In this first message last week, Roger described his neighborhood, and scenes between families he observed at local restaurants. He managed to write what closeness looks like, and also what it feels like. And while he was relating scenes he watched at neighboring restaurant tables between parents with their children, it got me thinking that a friendship can have, not the same closeness as that which exists between family members, but an important status, a shape. It can be represented through staging, such as a dialogue, but more fundamentally, it has a feeling that I don’t think a plastic representation could achieve. There is something in it that has no word, just a shape that you feel rather than see or hear.
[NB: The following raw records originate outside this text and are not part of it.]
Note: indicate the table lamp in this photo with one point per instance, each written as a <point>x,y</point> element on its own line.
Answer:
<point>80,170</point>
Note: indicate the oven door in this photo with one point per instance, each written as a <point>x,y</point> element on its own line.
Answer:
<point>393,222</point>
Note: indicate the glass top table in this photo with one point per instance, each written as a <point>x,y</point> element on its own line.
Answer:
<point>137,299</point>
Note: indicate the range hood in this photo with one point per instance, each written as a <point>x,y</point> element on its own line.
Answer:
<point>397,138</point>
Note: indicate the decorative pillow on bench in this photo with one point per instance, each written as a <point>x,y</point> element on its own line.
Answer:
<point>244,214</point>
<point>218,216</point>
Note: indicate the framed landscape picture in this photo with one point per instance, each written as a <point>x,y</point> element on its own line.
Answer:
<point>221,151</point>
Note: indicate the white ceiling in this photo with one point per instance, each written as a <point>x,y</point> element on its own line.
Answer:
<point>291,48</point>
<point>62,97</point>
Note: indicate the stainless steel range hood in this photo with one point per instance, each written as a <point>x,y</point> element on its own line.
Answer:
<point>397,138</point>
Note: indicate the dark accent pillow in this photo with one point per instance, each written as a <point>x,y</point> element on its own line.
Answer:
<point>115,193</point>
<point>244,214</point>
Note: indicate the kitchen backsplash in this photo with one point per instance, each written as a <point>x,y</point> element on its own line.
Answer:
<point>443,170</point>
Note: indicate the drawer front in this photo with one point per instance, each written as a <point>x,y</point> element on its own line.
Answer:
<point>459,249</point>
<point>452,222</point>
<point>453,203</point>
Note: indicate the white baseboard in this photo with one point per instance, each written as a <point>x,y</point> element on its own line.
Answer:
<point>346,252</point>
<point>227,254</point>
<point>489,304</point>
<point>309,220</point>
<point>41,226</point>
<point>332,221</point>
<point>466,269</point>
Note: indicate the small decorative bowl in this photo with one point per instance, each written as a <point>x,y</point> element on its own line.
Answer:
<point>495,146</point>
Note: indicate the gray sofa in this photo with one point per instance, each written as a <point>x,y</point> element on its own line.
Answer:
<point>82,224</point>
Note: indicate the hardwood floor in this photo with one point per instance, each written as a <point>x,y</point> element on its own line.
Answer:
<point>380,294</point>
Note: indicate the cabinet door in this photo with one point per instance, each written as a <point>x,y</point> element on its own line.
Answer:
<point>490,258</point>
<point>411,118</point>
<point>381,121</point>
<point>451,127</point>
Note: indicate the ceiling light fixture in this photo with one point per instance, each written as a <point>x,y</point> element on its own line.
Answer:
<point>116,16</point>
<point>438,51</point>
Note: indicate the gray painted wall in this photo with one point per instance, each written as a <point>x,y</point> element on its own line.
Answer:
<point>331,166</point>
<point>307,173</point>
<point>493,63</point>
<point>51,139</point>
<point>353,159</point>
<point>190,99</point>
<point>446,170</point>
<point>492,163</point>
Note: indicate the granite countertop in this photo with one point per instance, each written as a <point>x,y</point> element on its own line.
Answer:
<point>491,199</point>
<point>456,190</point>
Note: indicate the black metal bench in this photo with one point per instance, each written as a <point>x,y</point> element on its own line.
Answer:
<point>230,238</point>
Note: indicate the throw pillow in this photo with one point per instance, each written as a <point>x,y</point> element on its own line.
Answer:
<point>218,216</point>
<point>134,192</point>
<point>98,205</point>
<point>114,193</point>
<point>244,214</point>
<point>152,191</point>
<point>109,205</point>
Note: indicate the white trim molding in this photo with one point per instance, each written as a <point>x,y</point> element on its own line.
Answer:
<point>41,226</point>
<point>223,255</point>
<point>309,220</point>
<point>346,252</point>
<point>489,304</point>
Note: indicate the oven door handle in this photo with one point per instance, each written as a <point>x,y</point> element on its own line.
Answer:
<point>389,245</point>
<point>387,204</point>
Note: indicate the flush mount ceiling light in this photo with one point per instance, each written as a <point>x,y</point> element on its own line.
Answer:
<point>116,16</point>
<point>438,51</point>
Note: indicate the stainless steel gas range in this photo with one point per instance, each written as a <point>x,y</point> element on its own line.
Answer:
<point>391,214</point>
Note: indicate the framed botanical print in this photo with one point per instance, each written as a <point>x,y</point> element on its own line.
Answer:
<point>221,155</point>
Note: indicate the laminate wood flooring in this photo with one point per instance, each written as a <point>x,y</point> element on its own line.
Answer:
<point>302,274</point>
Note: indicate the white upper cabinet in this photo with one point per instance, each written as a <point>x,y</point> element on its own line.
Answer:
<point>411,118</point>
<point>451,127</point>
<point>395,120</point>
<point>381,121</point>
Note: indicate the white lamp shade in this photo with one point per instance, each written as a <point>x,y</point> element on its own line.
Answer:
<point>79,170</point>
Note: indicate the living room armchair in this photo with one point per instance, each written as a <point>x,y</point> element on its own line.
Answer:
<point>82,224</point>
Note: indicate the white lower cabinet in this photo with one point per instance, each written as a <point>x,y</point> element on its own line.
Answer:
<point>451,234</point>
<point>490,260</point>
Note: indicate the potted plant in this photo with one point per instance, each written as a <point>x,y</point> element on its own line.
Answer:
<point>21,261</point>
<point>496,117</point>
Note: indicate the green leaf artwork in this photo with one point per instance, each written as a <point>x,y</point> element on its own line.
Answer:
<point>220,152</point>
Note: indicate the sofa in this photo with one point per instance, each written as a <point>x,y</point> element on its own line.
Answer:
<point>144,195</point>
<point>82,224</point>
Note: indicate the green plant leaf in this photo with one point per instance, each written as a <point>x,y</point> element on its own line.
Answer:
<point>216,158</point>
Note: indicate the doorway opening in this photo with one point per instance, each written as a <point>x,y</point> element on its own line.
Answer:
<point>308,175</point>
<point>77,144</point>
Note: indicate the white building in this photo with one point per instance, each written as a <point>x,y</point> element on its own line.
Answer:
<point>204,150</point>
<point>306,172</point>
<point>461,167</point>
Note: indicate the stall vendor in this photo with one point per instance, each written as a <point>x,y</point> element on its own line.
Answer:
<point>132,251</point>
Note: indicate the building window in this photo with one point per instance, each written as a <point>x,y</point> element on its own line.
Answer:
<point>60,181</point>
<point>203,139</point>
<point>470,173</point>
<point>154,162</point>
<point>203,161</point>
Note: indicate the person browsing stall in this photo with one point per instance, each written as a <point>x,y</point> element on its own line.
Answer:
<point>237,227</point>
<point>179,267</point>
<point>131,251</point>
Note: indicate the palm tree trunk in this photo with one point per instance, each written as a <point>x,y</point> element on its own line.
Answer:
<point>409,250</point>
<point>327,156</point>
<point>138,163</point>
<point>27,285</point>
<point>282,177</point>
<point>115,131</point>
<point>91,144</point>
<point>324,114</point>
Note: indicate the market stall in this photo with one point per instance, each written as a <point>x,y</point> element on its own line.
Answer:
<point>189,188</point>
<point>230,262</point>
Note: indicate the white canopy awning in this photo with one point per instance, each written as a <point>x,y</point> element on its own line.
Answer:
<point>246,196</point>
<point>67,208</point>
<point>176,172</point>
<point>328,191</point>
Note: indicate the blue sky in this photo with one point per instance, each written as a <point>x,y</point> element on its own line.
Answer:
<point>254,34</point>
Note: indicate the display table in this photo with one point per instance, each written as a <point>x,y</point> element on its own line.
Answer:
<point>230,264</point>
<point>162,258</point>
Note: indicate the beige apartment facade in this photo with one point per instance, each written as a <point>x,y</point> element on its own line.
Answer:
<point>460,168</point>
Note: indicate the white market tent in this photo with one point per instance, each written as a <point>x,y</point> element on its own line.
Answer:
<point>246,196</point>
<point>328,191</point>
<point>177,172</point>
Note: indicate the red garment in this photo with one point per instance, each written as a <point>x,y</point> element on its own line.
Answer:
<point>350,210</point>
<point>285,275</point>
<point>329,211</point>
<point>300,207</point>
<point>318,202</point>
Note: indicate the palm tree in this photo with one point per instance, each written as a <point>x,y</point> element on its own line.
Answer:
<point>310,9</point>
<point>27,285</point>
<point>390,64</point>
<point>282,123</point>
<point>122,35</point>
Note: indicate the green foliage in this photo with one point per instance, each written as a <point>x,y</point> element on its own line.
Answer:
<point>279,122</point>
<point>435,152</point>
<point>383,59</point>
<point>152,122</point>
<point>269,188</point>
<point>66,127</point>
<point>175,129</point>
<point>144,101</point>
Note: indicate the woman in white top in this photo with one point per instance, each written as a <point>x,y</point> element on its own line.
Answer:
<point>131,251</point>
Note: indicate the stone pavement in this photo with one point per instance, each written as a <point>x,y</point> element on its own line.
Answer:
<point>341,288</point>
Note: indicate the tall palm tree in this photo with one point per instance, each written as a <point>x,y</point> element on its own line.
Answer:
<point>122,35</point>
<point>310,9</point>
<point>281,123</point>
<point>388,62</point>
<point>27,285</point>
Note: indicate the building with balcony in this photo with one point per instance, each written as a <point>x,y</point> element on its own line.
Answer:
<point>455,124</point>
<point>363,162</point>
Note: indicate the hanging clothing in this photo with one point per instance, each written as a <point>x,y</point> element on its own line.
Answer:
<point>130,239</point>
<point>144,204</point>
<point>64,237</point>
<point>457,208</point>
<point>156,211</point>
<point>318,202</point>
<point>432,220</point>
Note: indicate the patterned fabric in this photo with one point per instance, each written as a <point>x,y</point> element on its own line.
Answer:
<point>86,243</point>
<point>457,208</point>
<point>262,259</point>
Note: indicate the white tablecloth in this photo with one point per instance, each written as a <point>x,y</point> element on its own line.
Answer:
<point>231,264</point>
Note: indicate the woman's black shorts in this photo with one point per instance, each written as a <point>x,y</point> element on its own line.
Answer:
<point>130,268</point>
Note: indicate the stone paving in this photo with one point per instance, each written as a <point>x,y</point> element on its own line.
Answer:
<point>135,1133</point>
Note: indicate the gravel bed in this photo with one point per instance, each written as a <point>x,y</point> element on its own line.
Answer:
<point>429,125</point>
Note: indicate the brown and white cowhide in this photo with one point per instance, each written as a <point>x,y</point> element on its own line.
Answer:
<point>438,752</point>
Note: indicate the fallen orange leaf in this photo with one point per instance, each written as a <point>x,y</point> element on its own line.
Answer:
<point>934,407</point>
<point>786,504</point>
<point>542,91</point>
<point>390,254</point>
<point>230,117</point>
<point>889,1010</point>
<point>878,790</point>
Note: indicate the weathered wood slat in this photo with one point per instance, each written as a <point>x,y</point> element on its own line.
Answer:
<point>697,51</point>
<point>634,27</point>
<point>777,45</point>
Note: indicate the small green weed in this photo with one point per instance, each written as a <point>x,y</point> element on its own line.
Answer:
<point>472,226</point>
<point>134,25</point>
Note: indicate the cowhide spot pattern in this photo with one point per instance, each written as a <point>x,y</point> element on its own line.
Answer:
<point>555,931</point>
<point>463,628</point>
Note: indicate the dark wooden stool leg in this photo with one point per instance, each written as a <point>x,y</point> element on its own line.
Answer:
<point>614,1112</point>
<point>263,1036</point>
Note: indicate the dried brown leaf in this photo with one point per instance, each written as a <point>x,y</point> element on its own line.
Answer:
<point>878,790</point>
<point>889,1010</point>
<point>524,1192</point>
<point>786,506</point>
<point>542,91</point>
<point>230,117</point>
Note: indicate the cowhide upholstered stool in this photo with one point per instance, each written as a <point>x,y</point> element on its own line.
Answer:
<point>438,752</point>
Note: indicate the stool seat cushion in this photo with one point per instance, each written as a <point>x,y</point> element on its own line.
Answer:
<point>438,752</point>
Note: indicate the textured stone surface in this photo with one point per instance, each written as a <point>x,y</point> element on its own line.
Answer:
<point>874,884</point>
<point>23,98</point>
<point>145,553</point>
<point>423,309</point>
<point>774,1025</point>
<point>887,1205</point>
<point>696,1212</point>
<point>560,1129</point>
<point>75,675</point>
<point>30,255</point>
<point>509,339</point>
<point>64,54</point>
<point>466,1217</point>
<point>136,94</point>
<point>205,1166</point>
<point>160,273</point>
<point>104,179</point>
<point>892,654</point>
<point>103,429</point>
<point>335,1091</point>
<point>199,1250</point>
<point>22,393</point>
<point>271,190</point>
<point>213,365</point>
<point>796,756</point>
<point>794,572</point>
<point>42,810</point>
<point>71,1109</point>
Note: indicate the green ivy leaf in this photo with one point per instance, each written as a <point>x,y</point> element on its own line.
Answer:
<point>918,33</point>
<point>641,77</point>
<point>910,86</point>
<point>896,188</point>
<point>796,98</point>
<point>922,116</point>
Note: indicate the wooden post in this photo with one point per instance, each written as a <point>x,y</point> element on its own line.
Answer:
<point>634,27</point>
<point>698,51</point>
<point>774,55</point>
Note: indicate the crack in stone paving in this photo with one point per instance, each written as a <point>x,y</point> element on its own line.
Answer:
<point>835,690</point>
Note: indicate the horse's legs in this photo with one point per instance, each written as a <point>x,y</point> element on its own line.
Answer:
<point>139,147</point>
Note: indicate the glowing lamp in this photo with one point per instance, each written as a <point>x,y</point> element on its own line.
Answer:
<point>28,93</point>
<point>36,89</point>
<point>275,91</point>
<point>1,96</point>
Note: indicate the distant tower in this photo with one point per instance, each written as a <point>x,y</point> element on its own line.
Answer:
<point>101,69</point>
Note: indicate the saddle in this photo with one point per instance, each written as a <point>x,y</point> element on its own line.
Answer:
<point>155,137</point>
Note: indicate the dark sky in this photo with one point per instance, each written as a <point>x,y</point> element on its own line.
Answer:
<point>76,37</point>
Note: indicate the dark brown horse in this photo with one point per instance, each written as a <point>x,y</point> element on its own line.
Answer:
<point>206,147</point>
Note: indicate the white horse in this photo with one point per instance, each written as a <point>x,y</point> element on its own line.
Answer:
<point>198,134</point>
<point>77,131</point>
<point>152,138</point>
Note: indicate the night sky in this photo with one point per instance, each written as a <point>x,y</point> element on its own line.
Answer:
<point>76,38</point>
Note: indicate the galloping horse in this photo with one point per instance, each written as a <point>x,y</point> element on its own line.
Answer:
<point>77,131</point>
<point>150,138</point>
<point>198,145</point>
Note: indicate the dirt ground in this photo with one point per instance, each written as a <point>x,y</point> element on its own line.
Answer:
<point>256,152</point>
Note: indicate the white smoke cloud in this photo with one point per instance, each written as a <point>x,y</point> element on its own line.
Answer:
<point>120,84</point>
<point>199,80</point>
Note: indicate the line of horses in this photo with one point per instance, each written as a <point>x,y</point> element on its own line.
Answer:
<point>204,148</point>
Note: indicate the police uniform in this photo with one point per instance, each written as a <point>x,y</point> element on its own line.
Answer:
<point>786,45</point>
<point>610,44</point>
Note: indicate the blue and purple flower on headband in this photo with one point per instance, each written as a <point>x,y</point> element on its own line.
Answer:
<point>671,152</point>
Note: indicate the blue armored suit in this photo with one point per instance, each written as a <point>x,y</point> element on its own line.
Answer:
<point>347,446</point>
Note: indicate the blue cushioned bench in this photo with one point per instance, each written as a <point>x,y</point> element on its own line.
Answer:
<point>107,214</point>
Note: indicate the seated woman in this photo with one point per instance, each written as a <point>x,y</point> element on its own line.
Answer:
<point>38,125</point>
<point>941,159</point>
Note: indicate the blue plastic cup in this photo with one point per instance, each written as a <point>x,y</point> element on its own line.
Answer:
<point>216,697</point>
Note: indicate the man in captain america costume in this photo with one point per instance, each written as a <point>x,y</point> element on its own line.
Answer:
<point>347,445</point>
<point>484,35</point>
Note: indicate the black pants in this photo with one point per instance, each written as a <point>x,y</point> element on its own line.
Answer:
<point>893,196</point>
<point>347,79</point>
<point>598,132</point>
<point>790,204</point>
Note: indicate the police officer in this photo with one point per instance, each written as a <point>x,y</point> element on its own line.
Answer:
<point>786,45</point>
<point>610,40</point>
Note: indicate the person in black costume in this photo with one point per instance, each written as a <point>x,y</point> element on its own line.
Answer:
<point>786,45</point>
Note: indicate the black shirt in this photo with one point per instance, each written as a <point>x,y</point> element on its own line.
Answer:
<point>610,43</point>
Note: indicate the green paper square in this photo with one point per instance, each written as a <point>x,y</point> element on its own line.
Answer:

 Often, it’s the only functional relationship you have in your life. And then, there are also times when you wish you could leave the friend behind and move on with someone else who really understands you. Or to hang out with your significant other, because they don’t have a significant other and this third-wheeling is cramping your style. Or that friend gets a significant other and never seems to be able to see you, making the single life feel even worse. Maybe you find cooler friends, friends who better-suit your shifting identity. It also happens that your friend might do the same to you, leaving you to hang out with new friends who are not nearly as good as the friend who left you. And every time your new friends say something they think is funny, you miss your old friend, because your old friend would have said it so much funnier.

Or you become a parent and your friend who is not a parent calls you to talk at one or two in the morning, and you’re standing there with your child in one arm and your friend’s voice coming out of the phone in your other hand, and you want to yell at your friend through the receiver “Grow the f*ck up! Who has time anymore for your romance problems at one or two in the morning? I haven’t slept properly in years, my adorable little Reason-for-Living just vomited all over my pyjamas. Unless you’re calling to help me find out why my child is ill on Answers.com, then why are we talking?” And the thing is, both your child and your friend legitimately need you at that moment; you choose your child because that’s your child, but your friend is still your friend, they’ve been there for you unconditionally when you yourself were at your most intolerable, and now they too need your insight and hugs about their feelings in the early hours of the morning.

 Which is basically the intensity of the everyday. And the friendships with a shape that fits our own shape, retain their sparkle through the vomit.